The addition of advanced avatar (point 1) and convincing controllers for them could therefore open the doors to experimenting with simulated robots interacting with players, with a research program based on developmental AI/Robotics, and involving millions of interactions with human agents. It would be possible to introduce a dedicated gameplay loop around the idea of “raising” your avatar (not replacing the current gameplay loops but offering an extra option for people interested). In a much more simplified way, this has already been tried and proved commercially successful in the past with Tamagotchi or games like Creatures, The Sims, etc. However, the grounded nature of this proposed experiment would make it way more profound, and therefore potentially more rewarding for the participants, while being of scientific interest.
To summarize, the proposed AI agents would have to exhibit the following properties:
- Fully grounded sensorimotor simulation (no cheating allowed, so for example no access to the scene graph). All sensors and motors should be in principle transferable to a real robot. Work by Kevin O’Regan or Alban Laflaquiere are especially interesting here.
- Growing body and sensorimotor scope, to emulate staged learning (see for example the work of James Law here)
- Agents should be driven by artificial curiosity as a primary motivation to learn (see the work for example of Pierre-Yves Oudeyer about an operational definition of artificial curiosity)
- Access to a rich physical and social environment. Beyond the proposed avatar expressiveness, a richer physical simulation than what is currently possible in Dual Universe would have to be partially implemented: we could introduce “physicalized bubbles” (or instances) inside which detached voxels volumes could be physicalized (falling on the ground, etc), as well as some form of fluid dynamics implemented, which is currently not possible at the scale of the whole world.

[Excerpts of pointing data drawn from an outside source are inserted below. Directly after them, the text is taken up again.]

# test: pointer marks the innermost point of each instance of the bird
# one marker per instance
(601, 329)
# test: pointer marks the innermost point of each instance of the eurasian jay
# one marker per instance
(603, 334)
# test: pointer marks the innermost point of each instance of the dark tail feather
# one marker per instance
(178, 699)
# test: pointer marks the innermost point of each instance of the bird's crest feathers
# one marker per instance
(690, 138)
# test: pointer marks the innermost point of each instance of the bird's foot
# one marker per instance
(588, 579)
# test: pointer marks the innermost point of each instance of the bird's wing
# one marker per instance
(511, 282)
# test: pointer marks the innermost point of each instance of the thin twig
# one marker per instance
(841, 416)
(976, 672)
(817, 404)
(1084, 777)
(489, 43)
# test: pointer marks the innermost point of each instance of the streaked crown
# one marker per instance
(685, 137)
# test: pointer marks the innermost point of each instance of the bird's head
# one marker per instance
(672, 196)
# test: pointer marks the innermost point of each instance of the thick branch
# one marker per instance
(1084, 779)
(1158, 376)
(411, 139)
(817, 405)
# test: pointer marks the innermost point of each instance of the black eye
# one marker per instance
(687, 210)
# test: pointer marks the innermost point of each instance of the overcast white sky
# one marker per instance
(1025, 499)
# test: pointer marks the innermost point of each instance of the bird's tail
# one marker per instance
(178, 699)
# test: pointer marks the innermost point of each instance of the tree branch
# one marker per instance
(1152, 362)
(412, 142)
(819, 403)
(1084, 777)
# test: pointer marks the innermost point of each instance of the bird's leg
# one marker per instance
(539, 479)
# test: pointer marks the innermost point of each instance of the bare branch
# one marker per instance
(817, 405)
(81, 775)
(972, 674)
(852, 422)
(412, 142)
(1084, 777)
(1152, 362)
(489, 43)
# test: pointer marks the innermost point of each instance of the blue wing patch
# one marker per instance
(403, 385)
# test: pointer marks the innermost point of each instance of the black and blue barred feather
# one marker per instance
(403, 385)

- Inside these instantiated physicalized bubbles, it should be possible to accelerate time in order to speed up the learning of sensorimotor grounding.
Getting back to the first comment about the current limits of deep learning, it is clear however that deep learning would be an essential tool in the engineering of the perception and categorization capabilities of those agents, but it is just a tool here, among others. The core questions that still need answering revolve around developmental pathways, semantic grounding, evolutionary dynamics, intrinsic motivation, theory of mind, joint attention, etc, and reconnect more broadly with a research program I articulated some years ago when I ran Softbank Robotics AI Lab in Paris.
Currently, Dual Universe is gearing up to launch its beta in summer 2020, so we are nowhere near starting to work on this research program. It is however a promising and exciting perspective for AI that could open up if the game becomes a success in itself. Much has been done already in using video games to train AIs, but I believe that the scale and social dimension introduced by a game like Dual Universe could bring new opportunities for the developmental AI community.
Addendum: A friend of mine pointed me to the excellent short story by Ted Chiang, “The Lifecycle Of Software Objects”, which is a wonderful illustration of the ideas above. I highly recommend reading it!